The entrance and exit times for staff should be regulated and monitored to prevent unauthorized access and mitigate opportunities for collusion. Cybercriminals can potentially gain later access to the building by learning the keypad code to the doors. The employee might not even see the person across the street using binoculars or suspect the person who enters the door with them, saying they have business in another department. It’s important to instruct employees never to share their entrance code and to keep the keypad shielded when entering their code.

Proper access control needs to include teaching your employees good password habits. It best to require your workers to use unique logins for each device and each software application. Good passwords need to be at least eight characters in length and include small and capital letters, as well as numbers and special characters. These types of logins are much more difficult to hack than the name of an employee’s pet or child. According to a recent Verizon investigative report, 91 percent of data breaches are the result of weak passwords. Implementing good password “hygiene” is a significant step toward good cybersecurity.

Another aspect of controlling access is to develop an exit strategy for when employees leave the company. Revoking their access to email and social media accounts is vital and helps you avoid an embarrassing headline. It’s also a good idea to have all of their company emails forwarded to a department supervisor and change all of their passwords in their work accounts.

Another way to control access to company accounts is two-factor authentication. Also known as 2FA, this process requires two independent pieces of information for a successful login. This is usually a security question, access code, or physical card. 2FA makes it difficult for criminals to hack company accounts without the required information or device(s).

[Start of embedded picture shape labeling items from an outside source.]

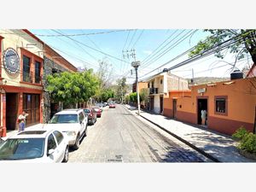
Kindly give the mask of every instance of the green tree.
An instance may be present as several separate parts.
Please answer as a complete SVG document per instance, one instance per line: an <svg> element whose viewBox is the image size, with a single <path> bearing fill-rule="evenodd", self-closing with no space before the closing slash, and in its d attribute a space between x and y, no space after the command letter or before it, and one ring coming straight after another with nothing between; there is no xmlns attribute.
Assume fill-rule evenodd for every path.
<svg viewBox="0 0 256 192"><path fill-rule="evenodd" d="M46 90L51 94L55 102L68 105L87 102L94 96L99 86L98 79L92 69L83 73L55 73L47 77Z"/></svg>
<svg viewBox="0 0 256 192"><path fill-rule="evenodd" d="M109 98L114 96L114 91L112 89L103 90L99 96L99 101L106 102Z"/></svg>
<svg viewBox="0 0 256 192"><path fill-rule="evenodd" d="M205 32L211 33L211 36L206 38L204 41L200 41L195 49L190 51L190 57L195 55L203 54L205 51L216 47L215 55L218 58L224 58L224 49L219 49L220 44L229 42L227 49L230 53L236 54L235 64L240 59L242 59L247 54L250 54L252 60L256 63L256 30L245 29L206 29Z"/></svg>
<svg viewBox="0 0 256 192"><path fill-rule="evenodd" d="M140 102L148 102L148 90L147 88L143 88L140 91Z"/></svg>

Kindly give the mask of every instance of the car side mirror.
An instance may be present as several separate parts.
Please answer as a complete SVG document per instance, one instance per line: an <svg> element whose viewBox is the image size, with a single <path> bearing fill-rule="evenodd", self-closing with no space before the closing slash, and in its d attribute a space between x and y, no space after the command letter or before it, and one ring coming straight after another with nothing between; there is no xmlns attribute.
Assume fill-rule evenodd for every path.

Creating a culture that promotes good cybersecurity

Good cybersecurity requires a continual effort from all of your employees. They need to be aware of what phishing schemes look like and how to avoid placing the business at risk by opening a suspicious link. They also need to be mindful of unauthorized people wandering around where they shouldn’t be, how to enter/exit the building and log into programs and devices without exposing sensitive information to unauthorized persons. All of these issues should be addressed in your employee handbook.

Keeping sensitive information protected from cybercriminals doesn’t have to be an impossible task. It merely requires an ongoing, concentrated effort that puts systems in place that address data control and access to information, as well as creating a culture that emphasizes and rewards attention to security.